Sources: Eusèbe de Césarée, Hist. Eccl., liv. V, chap. 1–3 (Dordrecht, 1588), p. 81–86 ; A. Mellinus, liv. I, p. 43, col. 2–4 (Blandine et Pontique) ; p. 44, col. 1–2 (Sancte et Matur) ; Introduction au Miroir des martyrs des chrétiens sans défense (1631), p. 38, col. 1–2 ; J. Gysius, Hist. Mart. (1657), p. 17, col. 3–4.

Le Miroir des martyrs : Le témoignage d’une foi qui ne pouvait être supprimée

Confession de foi des vaudois, datée de l’an 1120

CONFESSION DE FOI DES ANCIENS VAUDOIS

(p.79-87 de l’Histoire des vaudois de Jean-Paul Perrin, p. 284-285 du Miroir des martyrs anglais. Ce texte est adapté du texte de Perrin, lui-même une traduction de l’occitan.)

DATÉE DE L’AN 1120.
[Notez bien : 50 ans avant la conversion de Pierre Valdo (ou Vaudès)]

Comme les vaudois étaient très anciens et répandus dans de très nombreuses parties du monde, il arriva qu’ils furent contraints, de temps à autre, à la demande de ceux parmi et avec lesquels ils vivaient, de rendre compte de leur foi ; c’est pourquoi les diverses confessions des vaudois furent rédigées et subsistent encore.

Notre intention n’est toutefois pas de les rapporter toutes, mais simplement d’en présenter une ou deux, qui sont célèbres depuis les temps anciens et comptées parmi les meilleures.

Jean-Paul Perrin le Lyonnais, dans son Histoire des vaudois (Ire partie, liv. I, p. 79-87 de l’original ; traduite du français en néerlandais par J. M. V., p. 43) fait mention d’une certaine confession des vaudois, dans laquelle ils parlent de divers articles de foi, en particulier des Saintes Écritures.
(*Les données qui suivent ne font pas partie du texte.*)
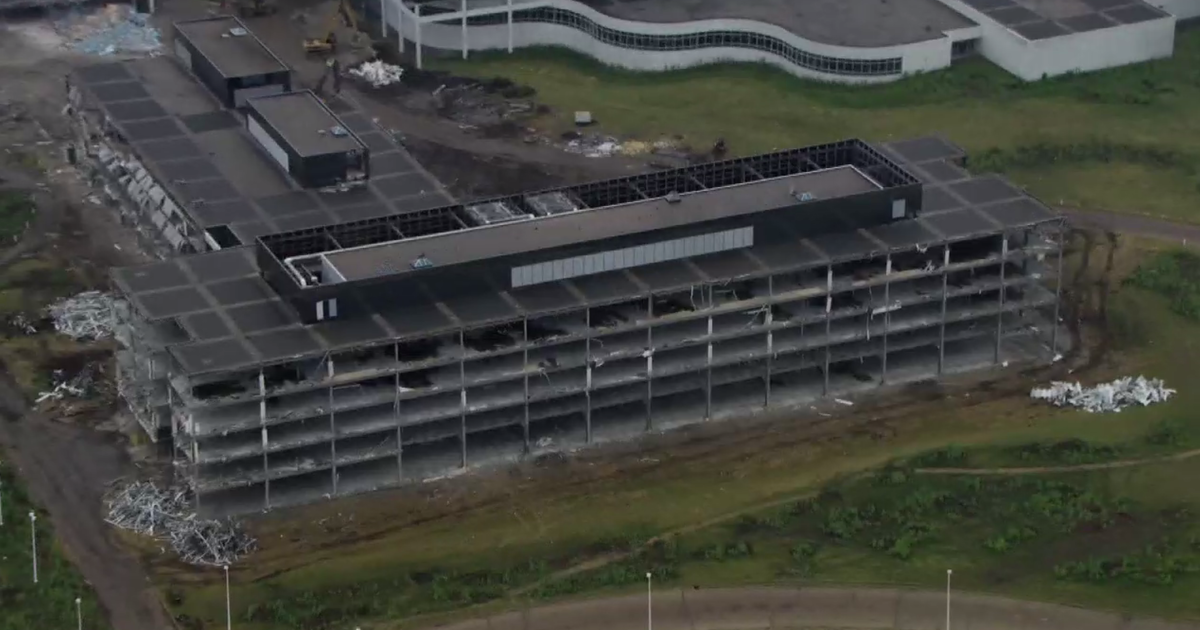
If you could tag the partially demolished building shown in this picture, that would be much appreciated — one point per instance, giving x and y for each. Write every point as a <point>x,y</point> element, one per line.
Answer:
<point>335,342</point>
En voici une copie fidèle :

Article I. Nous croyons et tenons fermement tout ce qui est contenu dans les douze articles du Symbole, appelé Symbole des apôtres ; et tenons pour hérésie tout ce qui s’en écarte et ne s’accorde pas avec lesdits douze articles.

Article II. Nous croyons qu’il y a un seul Dieu, Père, Fils, et Saint-Esprit.
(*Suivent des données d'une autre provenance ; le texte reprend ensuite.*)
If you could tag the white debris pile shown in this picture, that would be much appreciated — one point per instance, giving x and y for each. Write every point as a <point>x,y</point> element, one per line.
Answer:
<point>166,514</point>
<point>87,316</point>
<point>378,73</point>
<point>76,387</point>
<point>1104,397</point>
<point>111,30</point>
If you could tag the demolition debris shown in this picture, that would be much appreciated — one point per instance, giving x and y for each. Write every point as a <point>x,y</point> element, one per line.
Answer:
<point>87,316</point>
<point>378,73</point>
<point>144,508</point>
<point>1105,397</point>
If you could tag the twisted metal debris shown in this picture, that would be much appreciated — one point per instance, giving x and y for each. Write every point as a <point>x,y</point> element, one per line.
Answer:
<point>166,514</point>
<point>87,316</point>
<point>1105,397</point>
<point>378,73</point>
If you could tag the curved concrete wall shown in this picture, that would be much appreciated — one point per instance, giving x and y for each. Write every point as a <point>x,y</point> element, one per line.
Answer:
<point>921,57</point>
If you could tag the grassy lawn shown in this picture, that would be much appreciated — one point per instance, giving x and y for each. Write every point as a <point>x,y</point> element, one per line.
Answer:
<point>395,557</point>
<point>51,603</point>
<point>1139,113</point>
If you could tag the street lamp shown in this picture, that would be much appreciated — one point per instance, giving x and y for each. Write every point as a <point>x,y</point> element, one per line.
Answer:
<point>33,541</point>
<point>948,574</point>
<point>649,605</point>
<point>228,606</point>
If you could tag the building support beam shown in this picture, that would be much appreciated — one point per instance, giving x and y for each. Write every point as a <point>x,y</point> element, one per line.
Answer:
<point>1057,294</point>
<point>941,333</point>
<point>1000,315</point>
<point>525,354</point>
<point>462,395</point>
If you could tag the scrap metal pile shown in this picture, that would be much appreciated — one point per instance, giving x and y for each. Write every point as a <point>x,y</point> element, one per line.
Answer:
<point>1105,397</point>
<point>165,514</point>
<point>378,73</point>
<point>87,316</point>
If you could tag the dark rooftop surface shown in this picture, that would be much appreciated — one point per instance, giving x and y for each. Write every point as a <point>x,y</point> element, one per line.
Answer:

Article III. Nous reconnaissons et tenons pour Saintes Écritures canoniques les livres de la Sainte Bible, à savoir ceux-ci : Les cinq livres de Moïse, appelés la Genèse, l’Exode, le Lévitique, les Nombres, le Deutéronome ; Josué, les Juges, Ruth, 1 Samuel, 2 Samuel1, 1 Rois, 2 Rois, 1 Chroniques, 2 Chroniques, 1 Esdras, Néhémie, Esther, Job ; le livre des Psaumes, les Proverbes de Salomon, l’Ecclésiaste, le Cantique de Salomon ; la prophétie d’Ésaïe, Jérémie, les Lamentations de Jérémie, Ézéchiel, Daniel ; Osée, Joël, Amos, Abdias, Jonas, Michée, Nahum, Habakuk, Sophonie, Aggée, Zacharie, Malachie.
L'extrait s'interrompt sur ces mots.